The challenge also includes a source code for the application. There are two files that will be the keys to solving this challenge. The first file is requirement.txt which contains the required modules for the application.
The second is the util.py which handles requests to /alphafy.
You can see the function make_alpha using ImageMath.eval. If you search around for Pillow eval vulnerability, you will find some CVE detail about it. One example is this CVE-2022-22817.

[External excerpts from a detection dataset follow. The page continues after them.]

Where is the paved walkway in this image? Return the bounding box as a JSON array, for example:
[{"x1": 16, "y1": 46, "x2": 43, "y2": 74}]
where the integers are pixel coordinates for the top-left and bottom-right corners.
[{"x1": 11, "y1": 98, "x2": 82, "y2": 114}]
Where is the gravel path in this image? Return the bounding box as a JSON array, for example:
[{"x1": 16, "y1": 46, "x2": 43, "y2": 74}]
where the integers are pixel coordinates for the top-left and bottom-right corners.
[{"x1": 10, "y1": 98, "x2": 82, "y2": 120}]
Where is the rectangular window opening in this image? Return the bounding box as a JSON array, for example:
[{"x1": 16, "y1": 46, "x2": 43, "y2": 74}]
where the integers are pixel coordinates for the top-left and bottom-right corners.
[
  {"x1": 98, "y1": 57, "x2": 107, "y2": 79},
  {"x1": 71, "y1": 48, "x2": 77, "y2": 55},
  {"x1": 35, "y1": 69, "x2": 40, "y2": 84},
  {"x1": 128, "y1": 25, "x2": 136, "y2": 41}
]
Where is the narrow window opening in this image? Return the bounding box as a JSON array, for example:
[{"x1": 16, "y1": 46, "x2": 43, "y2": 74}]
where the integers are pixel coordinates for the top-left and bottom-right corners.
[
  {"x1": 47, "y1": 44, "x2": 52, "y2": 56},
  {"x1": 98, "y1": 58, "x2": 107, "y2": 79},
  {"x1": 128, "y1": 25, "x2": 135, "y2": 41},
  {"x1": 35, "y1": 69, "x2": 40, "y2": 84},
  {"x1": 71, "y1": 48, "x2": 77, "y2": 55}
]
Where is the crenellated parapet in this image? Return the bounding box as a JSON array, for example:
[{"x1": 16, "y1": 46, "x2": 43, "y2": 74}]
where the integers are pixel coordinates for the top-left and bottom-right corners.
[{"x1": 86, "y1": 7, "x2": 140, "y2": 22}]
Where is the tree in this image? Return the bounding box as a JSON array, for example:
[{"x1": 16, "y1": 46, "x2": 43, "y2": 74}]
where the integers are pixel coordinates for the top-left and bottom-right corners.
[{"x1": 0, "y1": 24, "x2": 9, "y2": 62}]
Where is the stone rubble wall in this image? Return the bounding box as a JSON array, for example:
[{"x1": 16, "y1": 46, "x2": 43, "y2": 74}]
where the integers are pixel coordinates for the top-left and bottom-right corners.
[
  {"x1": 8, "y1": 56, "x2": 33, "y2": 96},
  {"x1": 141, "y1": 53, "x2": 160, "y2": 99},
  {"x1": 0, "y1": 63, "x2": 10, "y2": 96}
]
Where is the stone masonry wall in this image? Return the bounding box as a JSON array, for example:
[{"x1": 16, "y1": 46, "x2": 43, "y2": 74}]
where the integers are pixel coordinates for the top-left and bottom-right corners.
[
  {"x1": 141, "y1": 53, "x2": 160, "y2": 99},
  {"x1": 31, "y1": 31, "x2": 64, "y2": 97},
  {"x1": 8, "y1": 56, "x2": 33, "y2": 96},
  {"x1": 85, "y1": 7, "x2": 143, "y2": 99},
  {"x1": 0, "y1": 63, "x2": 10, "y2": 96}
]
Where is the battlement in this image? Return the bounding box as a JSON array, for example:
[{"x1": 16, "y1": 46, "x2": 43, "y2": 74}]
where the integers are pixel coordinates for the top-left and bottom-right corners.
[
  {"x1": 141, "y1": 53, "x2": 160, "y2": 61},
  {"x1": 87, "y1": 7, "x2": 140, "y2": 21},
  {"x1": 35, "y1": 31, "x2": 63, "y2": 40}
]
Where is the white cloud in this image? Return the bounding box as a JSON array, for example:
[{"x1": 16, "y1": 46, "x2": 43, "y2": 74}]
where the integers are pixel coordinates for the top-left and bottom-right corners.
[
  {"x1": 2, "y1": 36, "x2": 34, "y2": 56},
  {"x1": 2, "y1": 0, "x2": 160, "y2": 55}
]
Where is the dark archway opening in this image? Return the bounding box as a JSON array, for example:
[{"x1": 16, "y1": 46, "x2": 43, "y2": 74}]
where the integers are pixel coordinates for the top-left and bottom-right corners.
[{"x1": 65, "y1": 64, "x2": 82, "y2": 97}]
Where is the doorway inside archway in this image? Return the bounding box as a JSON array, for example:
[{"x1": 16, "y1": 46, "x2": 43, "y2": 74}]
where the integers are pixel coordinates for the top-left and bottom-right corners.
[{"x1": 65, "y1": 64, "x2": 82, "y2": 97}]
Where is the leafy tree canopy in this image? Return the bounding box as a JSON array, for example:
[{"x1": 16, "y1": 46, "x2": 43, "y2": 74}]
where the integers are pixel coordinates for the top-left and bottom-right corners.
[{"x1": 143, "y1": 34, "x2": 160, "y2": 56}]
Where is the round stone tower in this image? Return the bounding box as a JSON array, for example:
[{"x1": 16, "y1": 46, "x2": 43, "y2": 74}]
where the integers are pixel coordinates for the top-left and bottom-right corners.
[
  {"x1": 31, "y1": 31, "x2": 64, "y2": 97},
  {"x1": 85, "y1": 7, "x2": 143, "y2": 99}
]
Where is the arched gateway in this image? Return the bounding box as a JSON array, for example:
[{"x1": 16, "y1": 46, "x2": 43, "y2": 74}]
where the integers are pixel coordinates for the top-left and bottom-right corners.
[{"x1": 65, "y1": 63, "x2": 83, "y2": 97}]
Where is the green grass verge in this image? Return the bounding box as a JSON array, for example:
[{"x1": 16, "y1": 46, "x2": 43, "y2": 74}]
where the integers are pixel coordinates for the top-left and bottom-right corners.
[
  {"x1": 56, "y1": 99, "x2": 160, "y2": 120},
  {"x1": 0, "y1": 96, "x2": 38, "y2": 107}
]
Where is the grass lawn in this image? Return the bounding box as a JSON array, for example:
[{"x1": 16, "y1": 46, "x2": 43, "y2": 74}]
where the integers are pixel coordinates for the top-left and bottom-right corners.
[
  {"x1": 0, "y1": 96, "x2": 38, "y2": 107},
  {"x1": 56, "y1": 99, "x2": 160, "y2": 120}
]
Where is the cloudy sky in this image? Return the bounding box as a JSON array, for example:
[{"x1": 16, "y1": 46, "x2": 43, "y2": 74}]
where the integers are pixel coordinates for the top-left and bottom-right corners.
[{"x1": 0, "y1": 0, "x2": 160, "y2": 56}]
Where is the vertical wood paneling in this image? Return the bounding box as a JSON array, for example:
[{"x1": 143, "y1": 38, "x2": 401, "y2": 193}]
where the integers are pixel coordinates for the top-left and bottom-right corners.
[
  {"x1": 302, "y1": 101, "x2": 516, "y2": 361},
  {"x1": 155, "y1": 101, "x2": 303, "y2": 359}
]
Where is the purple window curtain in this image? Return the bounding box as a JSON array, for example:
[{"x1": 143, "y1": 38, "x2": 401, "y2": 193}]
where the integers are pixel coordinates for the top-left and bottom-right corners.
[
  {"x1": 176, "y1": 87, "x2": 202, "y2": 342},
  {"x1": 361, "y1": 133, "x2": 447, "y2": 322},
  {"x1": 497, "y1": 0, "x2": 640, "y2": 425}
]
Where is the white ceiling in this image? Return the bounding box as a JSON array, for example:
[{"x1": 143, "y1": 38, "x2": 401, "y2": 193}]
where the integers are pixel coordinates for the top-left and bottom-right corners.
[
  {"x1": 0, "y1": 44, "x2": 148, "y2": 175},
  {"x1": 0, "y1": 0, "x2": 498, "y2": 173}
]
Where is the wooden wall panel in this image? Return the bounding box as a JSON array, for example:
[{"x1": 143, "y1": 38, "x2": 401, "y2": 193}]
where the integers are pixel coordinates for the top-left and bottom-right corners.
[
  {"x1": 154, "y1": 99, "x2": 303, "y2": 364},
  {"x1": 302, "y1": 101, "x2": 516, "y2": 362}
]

PIL.ImageMath.eval in Pillow before 9.0.0 allows evaluation of arbitrary expressions, such as ones that use the Python exec method. A lambda expression could also be used.
The function make_alpha uses the value of the background and image from the request. There is no input filtering. The value of color is appended directly into the python f-string for evaluation using eval.
Let’s take example line 6 from the image above, color[0] using default value will return 255. The statement on line 6 will be “difference1(red_band, 255),” now if we want to inject a lambda expression into it, we have to make sure that the lambda returns an integer value. You can read more about multiline lambda and lambda with return values here.
After understanding this, exploit code can be included in the request payload. The value of background in the payload will be :
"background": ["(lambda: (command1, 255))()[1]", 255, 255]
The (lambda: (command1, 255)) is still a pointer, that is why “()” is added at the end of the lambda declaration to actually call the lambda. The lambda will return a tuple (return-value-of-command1, 255). An integer value is needed to complete the statement in line 6. Choose the “255” from the tuple returned by adding “[1]” to the exploit code.
The Dockerfile shows that flag.txt is being copied into /flag.txt. The command1 in the lambda can be used to copy the content of /flag.txt to a directory that its content is accessible such as /app/application/static/.
Import statement in lambda is not allowed, but the call of __import__() function is allowed. Thus import and the module imported can be used by chaining __import__() with the desired function of the imported module.
The final payload will be like this:
"background" : ["(lambda: (__import__('os').system('cat /flag.txt > /app/application/static/flag.txt'), 255))()[1]", 255, 255]
After sending this payload (use postman, Burpsuit, etc), you can get the flag by accessing /static/flag.txt.
The flag I captured during the competition is HTB{i_slept_my_way_to_rce}.